Once we make the necessary changes to our dataframe, we can export it to a new file:

df_input.to_csv('output.csv')

Wrapping Up

Python Pandas is great at manipulating data, but it can also be used to import., transform, and export data when the situation arises. I found it a relatively simple way to take a poorly planned dataset and manipulate it for use in another application. My use case combined with a smallish dataset made my brute-force approach usable. However, if you have a large dataset, or if you are using Pandas as intended, you should operate on a Series.

PyInstaller

My script will need to be run regularly by someone else. Therefore, I need to create an executable version of my Python script that requires no dependencies. Two options are auto-py-to-exe and PyInstaller.
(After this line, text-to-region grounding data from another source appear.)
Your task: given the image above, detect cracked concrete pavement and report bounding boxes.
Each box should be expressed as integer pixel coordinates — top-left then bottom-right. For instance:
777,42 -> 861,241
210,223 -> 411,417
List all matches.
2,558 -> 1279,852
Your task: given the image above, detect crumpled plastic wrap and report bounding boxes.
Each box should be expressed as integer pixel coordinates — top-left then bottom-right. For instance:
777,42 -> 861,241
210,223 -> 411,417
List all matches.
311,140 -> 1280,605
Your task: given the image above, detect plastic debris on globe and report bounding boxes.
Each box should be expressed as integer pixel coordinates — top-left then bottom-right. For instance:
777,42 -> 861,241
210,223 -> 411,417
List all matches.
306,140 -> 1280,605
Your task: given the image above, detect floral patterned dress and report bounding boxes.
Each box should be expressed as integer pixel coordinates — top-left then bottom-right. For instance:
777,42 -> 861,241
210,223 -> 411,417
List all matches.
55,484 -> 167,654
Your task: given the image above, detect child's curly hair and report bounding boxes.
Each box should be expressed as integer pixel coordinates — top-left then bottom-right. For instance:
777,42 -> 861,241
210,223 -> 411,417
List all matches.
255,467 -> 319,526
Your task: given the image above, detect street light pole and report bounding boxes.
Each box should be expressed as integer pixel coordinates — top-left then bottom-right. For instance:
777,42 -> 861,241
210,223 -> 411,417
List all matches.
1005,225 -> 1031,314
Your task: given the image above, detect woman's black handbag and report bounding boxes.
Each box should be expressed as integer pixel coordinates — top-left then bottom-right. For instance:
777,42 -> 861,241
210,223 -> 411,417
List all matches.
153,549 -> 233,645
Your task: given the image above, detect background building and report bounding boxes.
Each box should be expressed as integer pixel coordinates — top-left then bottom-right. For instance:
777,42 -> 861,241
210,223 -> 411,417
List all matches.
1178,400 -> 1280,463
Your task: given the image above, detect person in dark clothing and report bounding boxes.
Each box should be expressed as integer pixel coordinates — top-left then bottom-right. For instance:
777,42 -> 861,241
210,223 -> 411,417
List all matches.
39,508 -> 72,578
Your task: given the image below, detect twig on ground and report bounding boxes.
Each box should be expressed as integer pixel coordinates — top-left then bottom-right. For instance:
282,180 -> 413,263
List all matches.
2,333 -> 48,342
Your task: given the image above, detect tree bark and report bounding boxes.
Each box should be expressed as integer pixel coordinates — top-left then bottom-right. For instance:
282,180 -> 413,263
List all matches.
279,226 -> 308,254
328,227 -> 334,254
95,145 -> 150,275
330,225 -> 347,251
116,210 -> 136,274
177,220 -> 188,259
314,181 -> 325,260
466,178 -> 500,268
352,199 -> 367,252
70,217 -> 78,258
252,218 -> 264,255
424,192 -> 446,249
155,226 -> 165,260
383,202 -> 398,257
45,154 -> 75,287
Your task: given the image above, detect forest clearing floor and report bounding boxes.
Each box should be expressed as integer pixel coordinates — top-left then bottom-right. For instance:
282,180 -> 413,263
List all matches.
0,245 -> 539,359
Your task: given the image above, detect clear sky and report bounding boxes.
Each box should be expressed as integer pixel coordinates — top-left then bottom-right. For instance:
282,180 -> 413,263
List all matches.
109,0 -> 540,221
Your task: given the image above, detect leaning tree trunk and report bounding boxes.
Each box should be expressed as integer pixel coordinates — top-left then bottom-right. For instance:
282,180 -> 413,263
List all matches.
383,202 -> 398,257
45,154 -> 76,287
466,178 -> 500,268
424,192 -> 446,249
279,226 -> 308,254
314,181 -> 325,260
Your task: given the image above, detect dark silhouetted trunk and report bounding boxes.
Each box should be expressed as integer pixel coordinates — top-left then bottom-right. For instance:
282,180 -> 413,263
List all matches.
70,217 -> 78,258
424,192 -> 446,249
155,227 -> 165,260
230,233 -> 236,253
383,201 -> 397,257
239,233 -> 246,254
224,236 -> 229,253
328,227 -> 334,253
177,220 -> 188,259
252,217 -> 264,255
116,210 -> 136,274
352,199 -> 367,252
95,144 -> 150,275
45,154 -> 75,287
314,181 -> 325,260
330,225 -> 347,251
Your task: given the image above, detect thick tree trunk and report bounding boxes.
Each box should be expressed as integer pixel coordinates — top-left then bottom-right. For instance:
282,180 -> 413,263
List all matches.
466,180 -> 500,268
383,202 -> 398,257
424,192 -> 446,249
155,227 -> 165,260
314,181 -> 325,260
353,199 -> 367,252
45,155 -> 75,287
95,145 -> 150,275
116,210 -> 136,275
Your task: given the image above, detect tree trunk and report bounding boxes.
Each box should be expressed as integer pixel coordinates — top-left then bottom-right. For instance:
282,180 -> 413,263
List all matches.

I chose PyInstaller for the command line interface.

pip install pyinstaller

pyinstaller --onefile name_of_script.py

Now anyone can run this executable on their Windows machine without the need for Python to be installed.

I generally avoid hacks, but as much as it hurt me to share this, it did solve my problem. This was not my favorite project, and it pains me to share it, but if this helps one person understand how Python Pandas can manipulate data when they have a simiar situation, then the pain was worth suffering.